# How long can your 10lb CO2 tank last?



## Rex Grigg (Dec 10, 2002)

Sounds like you have a slow leak. I would expect at least 6 months.

What kind of tubing are you using? Silicone can lose up to 6% of the CO2 per foot.

You can also weigh the tank. There should be a TW (Tare Weight) stamped on the tank somewhere. Add 10 lbs to that to find out what a full tank would weigh. 

Make sure you used a new washer. Also make sure you tighted the regulator down firmly and check it a few hours later.


----------



## sfish (Feb 7, 2006)

Rex Grigg said:


> What kind of tubing are you using? Silicone can lose up to 6% of the CO2 per foot.


I use CO2-Proof Tubing 100 from aquatic-store. I am not sure what they are made of but am sure not silicone.



Rex Grigg said:


> Make sure you used a new washer. Also make sure you tighted the regulator down firmly and check it a few hours later.

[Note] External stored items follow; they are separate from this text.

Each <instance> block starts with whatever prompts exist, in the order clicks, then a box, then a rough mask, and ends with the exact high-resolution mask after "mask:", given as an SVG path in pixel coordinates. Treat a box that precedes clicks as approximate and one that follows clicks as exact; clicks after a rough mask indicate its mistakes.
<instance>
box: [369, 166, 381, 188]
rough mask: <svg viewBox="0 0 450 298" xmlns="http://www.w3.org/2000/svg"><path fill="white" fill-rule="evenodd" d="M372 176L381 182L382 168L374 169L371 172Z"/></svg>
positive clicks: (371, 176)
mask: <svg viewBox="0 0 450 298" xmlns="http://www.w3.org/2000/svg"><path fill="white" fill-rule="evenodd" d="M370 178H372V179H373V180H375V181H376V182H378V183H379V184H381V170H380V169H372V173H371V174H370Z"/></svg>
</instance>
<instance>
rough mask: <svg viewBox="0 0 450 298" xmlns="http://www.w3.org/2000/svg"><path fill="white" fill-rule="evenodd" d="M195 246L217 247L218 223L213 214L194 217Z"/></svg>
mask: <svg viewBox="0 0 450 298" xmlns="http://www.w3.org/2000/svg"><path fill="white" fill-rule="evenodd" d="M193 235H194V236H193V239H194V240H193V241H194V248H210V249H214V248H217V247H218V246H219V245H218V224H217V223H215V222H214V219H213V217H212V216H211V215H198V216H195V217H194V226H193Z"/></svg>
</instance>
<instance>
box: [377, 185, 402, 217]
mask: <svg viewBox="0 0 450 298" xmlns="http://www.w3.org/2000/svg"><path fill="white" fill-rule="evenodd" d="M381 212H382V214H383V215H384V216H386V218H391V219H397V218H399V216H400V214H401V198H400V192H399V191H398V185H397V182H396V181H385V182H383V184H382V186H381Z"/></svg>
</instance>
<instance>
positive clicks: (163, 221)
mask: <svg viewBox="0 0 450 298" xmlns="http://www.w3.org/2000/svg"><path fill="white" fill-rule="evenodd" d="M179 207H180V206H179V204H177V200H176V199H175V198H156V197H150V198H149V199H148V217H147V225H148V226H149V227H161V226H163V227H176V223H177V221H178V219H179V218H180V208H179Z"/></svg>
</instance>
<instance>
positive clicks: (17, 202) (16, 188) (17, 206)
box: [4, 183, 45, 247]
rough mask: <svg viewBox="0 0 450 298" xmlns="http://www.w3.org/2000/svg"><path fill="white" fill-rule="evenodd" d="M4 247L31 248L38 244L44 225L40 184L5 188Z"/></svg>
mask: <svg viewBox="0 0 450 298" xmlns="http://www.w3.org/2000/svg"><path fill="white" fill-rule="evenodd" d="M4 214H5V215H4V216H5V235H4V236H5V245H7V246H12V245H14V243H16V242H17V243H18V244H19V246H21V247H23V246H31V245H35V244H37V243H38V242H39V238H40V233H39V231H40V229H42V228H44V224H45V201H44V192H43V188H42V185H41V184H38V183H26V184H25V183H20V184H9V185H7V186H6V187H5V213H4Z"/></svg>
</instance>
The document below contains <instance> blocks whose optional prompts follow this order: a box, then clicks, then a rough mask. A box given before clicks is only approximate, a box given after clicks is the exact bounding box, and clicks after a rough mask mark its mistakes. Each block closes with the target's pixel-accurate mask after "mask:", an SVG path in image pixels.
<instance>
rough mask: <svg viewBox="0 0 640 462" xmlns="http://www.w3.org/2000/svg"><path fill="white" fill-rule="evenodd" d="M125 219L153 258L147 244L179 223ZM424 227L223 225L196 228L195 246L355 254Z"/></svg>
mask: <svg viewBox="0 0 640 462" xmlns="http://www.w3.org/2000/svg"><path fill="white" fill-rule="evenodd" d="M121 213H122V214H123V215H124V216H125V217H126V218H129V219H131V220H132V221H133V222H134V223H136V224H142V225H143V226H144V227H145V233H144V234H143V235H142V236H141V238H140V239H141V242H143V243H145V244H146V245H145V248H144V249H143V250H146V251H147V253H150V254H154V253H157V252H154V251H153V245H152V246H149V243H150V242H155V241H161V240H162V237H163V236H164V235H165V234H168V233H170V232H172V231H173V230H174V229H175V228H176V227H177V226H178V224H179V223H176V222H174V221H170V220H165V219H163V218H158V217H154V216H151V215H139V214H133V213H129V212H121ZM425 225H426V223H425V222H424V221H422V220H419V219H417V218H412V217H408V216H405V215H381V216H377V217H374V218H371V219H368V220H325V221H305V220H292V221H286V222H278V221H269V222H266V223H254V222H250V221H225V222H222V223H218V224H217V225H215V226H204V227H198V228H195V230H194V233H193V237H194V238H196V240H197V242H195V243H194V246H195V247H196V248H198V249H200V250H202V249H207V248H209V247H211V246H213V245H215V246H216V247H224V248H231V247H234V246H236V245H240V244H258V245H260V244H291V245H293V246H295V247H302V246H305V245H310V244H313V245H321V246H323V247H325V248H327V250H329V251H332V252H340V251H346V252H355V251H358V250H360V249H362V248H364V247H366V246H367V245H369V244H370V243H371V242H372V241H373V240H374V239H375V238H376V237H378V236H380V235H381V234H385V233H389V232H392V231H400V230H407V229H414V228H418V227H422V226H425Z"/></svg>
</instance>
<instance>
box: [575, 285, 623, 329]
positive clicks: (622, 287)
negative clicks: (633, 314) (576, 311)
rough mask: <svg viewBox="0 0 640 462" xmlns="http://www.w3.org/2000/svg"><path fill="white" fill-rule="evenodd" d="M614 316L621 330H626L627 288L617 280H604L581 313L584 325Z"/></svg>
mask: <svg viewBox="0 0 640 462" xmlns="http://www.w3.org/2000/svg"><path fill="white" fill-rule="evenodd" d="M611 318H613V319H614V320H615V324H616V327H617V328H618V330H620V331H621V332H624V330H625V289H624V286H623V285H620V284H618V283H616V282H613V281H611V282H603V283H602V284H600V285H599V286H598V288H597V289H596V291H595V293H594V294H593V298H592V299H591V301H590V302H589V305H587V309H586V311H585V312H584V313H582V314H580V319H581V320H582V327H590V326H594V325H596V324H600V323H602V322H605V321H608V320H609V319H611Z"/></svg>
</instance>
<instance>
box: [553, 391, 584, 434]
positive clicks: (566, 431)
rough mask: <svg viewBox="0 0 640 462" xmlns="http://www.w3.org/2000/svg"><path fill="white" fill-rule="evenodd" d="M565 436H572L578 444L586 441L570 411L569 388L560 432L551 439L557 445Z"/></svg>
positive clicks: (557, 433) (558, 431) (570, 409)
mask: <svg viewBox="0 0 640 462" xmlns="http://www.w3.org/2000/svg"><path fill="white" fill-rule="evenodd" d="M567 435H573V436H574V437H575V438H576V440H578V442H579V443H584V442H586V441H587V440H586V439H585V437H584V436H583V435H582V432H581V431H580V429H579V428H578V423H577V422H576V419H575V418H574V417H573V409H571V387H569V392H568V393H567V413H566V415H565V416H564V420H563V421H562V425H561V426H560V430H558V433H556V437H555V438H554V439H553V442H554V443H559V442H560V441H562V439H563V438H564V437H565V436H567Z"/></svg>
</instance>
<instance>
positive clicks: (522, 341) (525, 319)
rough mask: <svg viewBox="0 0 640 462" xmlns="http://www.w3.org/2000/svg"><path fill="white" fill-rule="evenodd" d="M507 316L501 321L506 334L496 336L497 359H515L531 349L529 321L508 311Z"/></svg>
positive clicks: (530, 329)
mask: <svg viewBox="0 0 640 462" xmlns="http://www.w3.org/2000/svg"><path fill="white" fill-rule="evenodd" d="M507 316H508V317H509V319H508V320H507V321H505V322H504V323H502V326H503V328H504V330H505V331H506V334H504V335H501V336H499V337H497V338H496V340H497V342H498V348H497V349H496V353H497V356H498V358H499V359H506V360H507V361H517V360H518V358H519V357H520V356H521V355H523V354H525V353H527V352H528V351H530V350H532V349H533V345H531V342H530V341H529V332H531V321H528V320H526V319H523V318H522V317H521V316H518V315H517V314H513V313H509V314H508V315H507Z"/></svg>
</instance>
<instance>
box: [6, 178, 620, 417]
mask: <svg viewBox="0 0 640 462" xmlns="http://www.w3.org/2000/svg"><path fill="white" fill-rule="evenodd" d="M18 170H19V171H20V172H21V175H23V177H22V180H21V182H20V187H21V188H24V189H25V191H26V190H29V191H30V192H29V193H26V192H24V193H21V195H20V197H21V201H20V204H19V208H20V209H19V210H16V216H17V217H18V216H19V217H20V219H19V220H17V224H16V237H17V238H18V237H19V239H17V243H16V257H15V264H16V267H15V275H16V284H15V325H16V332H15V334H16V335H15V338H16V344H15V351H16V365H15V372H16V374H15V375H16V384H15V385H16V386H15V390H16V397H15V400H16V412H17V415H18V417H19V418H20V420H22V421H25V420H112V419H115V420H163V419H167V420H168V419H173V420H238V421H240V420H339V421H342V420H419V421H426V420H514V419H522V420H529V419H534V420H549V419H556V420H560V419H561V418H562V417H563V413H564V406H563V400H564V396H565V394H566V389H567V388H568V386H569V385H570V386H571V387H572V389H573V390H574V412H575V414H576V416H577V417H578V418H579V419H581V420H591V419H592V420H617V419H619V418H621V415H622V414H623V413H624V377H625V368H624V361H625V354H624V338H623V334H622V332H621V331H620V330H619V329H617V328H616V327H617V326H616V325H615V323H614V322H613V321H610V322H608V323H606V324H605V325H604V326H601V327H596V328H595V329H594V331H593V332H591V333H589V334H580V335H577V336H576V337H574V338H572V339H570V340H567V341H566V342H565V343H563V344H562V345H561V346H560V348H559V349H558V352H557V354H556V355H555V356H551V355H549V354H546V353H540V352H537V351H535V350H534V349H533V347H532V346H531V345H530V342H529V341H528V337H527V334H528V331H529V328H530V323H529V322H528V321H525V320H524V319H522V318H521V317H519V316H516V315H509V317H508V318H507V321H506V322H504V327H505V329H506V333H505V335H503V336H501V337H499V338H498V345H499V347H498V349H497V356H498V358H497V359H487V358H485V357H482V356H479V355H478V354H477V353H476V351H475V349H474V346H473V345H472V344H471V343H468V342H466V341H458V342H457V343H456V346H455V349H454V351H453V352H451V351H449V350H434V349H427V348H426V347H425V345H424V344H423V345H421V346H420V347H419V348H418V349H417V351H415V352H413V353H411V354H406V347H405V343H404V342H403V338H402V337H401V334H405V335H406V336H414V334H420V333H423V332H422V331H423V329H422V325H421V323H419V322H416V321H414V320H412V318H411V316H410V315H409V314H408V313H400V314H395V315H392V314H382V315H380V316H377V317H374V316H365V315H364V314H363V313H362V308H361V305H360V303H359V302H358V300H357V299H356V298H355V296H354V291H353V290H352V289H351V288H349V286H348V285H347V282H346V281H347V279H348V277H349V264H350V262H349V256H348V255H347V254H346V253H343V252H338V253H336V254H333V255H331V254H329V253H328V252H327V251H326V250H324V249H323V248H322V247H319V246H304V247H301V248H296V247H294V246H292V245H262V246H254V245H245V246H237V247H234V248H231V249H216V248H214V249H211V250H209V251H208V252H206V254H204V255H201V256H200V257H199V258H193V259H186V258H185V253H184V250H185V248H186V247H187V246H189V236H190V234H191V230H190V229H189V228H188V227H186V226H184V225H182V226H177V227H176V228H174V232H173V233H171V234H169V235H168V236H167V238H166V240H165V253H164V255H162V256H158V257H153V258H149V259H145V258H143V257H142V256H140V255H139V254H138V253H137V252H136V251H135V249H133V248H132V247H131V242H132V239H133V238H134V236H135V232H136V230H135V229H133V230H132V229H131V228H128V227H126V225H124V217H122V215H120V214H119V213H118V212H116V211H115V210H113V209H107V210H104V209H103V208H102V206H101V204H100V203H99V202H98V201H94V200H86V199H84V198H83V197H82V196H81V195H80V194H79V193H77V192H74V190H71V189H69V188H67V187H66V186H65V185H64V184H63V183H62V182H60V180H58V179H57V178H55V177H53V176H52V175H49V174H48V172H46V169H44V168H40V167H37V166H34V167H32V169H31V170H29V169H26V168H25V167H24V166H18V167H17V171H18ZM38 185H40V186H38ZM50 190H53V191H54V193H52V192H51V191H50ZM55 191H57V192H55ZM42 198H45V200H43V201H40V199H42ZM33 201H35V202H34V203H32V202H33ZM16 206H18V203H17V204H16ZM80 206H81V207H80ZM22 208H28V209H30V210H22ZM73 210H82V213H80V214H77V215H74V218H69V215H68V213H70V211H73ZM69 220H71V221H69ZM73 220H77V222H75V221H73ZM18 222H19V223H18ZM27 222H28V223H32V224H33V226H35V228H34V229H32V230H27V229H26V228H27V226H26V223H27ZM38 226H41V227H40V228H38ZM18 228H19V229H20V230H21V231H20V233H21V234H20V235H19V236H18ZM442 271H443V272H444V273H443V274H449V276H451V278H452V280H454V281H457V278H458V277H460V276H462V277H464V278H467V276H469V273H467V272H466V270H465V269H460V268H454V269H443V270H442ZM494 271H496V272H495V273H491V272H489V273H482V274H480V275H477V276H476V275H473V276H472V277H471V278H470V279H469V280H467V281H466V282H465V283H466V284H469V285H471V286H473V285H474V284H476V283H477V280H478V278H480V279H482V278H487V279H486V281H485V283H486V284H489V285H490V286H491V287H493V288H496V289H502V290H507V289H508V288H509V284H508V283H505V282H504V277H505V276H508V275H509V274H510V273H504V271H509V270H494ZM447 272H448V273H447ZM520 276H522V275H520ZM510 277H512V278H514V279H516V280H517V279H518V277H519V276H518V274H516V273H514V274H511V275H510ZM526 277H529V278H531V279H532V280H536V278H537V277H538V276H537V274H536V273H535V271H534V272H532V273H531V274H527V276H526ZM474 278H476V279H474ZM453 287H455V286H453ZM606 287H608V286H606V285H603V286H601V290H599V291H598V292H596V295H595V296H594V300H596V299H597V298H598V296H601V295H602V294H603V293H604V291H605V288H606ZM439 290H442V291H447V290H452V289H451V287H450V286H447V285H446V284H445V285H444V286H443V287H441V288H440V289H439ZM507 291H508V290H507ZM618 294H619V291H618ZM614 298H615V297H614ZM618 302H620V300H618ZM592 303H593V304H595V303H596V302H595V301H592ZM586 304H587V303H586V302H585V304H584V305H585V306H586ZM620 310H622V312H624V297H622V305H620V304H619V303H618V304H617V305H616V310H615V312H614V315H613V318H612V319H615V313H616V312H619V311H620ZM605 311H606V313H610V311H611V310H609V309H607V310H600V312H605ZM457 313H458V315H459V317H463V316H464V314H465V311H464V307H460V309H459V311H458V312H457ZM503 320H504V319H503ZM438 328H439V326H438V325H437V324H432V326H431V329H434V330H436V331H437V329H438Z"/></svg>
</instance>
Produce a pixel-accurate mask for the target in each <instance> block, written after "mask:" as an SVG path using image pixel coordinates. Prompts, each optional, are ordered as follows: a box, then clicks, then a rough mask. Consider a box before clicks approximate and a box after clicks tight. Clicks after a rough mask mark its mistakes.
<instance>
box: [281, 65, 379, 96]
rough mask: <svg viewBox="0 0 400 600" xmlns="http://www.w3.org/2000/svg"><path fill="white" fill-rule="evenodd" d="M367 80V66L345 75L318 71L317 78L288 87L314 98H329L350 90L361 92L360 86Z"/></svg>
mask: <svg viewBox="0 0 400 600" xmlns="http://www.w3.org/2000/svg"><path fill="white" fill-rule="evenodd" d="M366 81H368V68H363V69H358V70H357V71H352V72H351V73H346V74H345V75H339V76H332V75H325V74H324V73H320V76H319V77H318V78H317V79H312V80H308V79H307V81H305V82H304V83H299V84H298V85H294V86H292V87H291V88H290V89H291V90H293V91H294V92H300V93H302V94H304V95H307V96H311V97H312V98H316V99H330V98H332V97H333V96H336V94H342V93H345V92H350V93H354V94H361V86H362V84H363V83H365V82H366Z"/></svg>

I used a brand new plastic washer that came with the regulator. But I didn't check it after installed. I should do that this time.:icon_cry:


----------



## adamjh (Sep 2, 2005)

My 20lb tank has been running for the past 8 months. I don't know how long it will last, but, by logic, a 10lb tank should still be going at 4 months post-refill ( and probably should last much longer than that).


----------



## Adrian (Aug 17, 2005)

Get a solinoid, you don't need to run it day and night. But either way it should last longer than two months. I run mine with the lights on a 90gal. i's been about 6 months, that reminds me.......


----------



## Wasserpest (Jun 12, 2003)

My 10 lb tank has been providing CO2 to 3 tanks for a little over a year. It was perhaps a little overfilled, and is definitely going low now, approaching the 600 psi mark, but it CAN last that long if there are no leaks.

That's with a solenoid, so it runs only 10 hrs a day.


----------



## tazcrash69 (Sep 27, 2005)

My 10 lb ran for 4 months @1 BPS 24/7, and is currently giong on 2 months @ 3BPS and is still going strong. 

Definilty get get the soapy spray bottle out, and check.


----------